Por seu turno, a medida emblemática de redução da taxa das reservas obrigatórias, de 18 para 15 por cento, é o reflexo mais evidente das dificuldades dos decisores do BCV de compreender e de actuar sobre as causas principais do enfraquecimento dos mecanismos de transmissão da alteração deste instrumento da política monetária e da fraca dinâmica (contracção!) do crédito ao sector privado da economia.

Deixado à solta, o gap das finanças públicas cabo-verdianas asfixia a economia do país, reduzindo perigosamente a eficácia da política monetária.
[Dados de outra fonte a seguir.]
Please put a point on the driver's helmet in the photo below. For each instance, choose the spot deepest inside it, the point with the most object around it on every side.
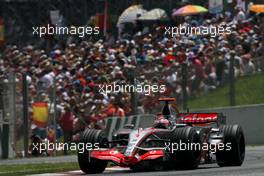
(161, 122)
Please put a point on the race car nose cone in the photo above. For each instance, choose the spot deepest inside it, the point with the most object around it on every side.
(130, 160)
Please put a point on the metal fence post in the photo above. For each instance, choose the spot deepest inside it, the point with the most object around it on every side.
(232, 97)
(25, 113)
(133, 94)
(55, 112)
(184, 86)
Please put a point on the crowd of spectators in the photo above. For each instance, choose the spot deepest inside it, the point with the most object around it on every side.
(155, 58)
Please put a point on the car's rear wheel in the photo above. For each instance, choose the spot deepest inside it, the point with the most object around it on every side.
(188, 153)
(88, 164)
(235, 154)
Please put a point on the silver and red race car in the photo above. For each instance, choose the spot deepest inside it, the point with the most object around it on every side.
(175, 141)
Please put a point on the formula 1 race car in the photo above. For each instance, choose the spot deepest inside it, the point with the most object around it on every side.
(175, 141)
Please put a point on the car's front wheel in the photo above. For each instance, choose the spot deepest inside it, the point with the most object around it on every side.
(88, 164)
(235, 154)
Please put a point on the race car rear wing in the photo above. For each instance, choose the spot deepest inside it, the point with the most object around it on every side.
(202, 118)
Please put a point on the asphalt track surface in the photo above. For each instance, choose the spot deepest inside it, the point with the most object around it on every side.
(252, 166)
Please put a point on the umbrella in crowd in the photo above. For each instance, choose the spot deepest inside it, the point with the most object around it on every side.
(131, 14)
(258, 8)
(189, 10)
(154, 14)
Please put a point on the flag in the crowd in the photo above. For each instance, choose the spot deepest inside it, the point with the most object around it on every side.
(2, 39)
(40, 114)
(99, 20)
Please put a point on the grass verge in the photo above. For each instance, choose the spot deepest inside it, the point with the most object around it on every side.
(25, 169)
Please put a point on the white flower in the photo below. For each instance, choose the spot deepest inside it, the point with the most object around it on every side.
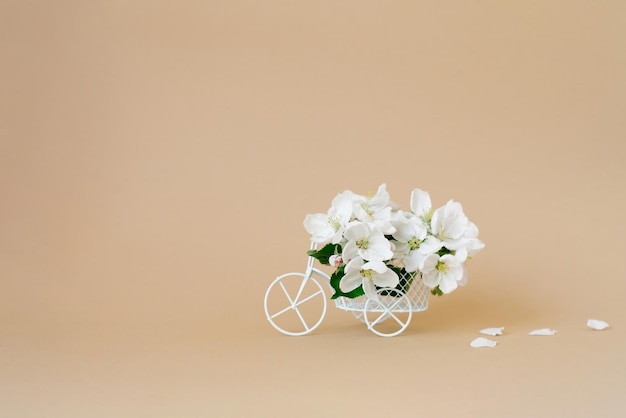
(449, 223)
(329, 227)
(366, 208)
(445, 271)
(368, 274)
(335, 260)
(365, 241)
(410, 234)
(420, 204)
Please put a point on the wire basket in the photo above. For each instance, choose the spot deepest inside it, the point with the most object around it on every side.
(410, 285)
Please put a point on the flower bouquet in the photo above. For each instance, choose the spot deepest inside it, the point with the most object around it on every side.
(374, 245)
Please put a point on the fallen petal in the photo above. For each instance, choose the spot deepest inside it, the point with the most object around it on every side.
(597, 324)
(543, 331)
(492, 331)
(482, 342)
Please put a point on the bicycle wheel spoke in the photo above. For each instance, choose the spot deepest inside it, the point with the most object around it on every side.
(391, 314)
(286, 292)
(308, 298)
(306, 327)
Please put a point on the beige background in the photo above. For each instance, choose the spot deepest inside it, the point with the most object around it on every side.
(157, 160)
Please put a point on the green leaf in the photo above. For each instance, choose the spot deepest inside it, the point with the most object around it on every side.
(335, 278)
(406, 279)
(324, 254)
(436, 291)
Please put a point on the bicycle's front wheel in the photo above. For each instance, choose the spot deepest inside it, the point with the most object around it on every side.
(295, 304)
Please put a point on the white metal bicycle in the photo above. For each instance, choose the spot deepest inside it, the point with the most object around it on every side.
(295, 303)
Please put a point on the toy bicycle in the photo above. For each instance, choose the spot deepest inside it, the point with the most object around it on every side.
(295, 303)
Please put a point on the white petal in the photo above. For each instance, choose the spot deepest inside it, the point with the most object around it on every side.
(447, 284)
(387, 279)
(356, 264)
(317, 225)
(356, 230)
(370, 289)
(492, 331)
(597, 324)
(482, 342)
(429, 263)
(350, 251)
(377, 266)
(431, 279)
(350, 281)
(380, 199)
(379, 249)
(413, 260)
(430, 246)
(542, 331)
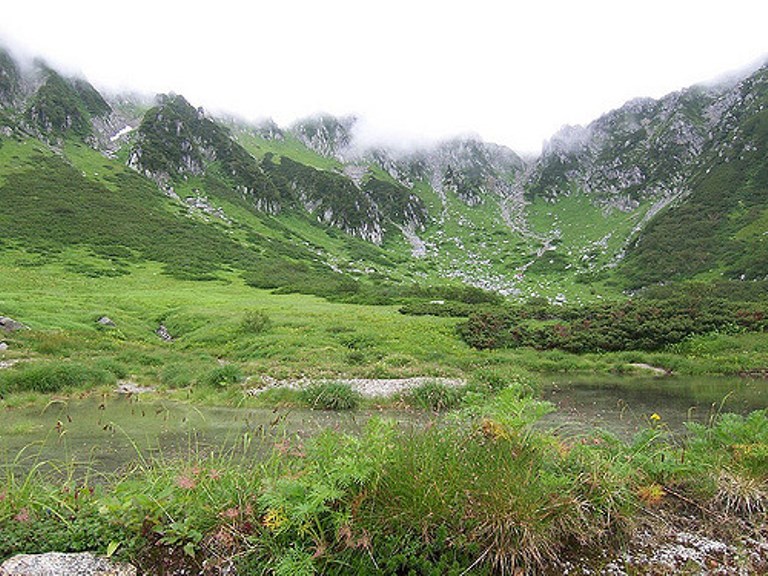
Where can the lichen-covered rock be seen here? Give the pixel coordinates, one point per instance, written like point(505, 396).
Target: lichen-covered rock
point(58, 564)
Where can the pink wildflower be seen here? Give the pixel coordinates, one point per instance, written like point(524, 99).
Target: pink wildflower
point(186, 482)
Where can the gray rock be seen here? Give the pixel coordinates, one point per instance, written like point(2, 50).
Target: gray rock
point(128, 387)
point(162, 331)
point(11, 325)
point(57, 564)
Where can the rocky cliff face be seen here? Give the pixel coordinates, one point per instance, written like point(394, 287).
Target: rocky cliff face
point(325, 134)
point(645, 149)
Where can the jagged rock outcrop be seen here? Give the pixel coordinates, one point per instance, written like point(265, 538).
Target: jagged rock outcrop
point(176, 140)
point(645, 149)
point(10, 79)
point(59, 564)
point(325, 134)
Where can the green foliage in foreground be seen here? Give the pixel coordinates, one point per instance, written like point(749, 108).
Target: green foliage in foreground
point(330, 396)
point(485, 490)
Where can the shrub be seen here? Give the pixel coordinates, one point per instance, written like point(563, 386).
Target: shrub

O Sector Público Alargado (sector público administrativo mais as empresas públicas) continua absorvendo parcelas cada vez maiores do crédito total à economia e as suas necessidades de financiamento gigantescas acabam por afectar significativamente os dois lados do mercado doméstico de crédito (procura e oferta).

Importa referir que a maioria dos indicadores macroeconómicos e os níveis de confiança baixos dos agentes económicos apontam para um naufrágio no horizonte. Deste modo, numa envolvente de incerteza e aversão ao risco no mercado de crédito doméstico em níveis muito elevados – eleições em menos de um ano –, a probabilidade do “mix” dos dois instrumentos de política monetária não atingir os seus objectivos (intermédio e final) é muito forte. Note-se que este “mixpeculiar funciona via os bancos comerciais e consiste na combinação de um instrumento de médio/longo prazo (reservas obrigatórias) e de um instrumento de curto prazo (taxas de juro oficiais). 

O estudo da estrutura dos balanços dos bancos comerciais permite assinalar alguns pontos importantes:

Em primeiro lugar, é de salientar que o aumento das reservas excedentárias, na sequência da descida da taxa das reservas obrigatórias, pode ser aplicado nos empréstimos às famílias e empresas, nos títulos de dívida pública, nos títulos de banco central de curto prazo e depósitos no exterior.

Usando o modelo de Brunner-Meltzer da oferta não linear de crédito, a oferta de crédito está directamente relacionada com a base monetária efectiva (i.e. base monetária menos as reservas obrigatórias). Assim, face ao aumento da oferta de crédito, sustentado pela diminuição da taxa das reservas obrigatórias, os bancos podem ser induzidos a ter um comportamento “oportunista”. Ou seja, na medida em que a oferta de crédito ao sector privado não financeiro reage muito lentamente, os bancos comerciais podem retardar “to swap” aplicações em títulos de dívida pública (nomeadamente obrigações do tesouro) e do BCV, por activos do sector privado com maior risco (se o fizerem!). Adicionalmente, tendo em conta os custos efectivos do seu “funding e o facto do BCV não remunerar as reservas obrigatórias, os bancos podem não repercutir as reduções no “mix” dos instrumentos de política monetária no custo dos empréstimos às famílias e empresas.  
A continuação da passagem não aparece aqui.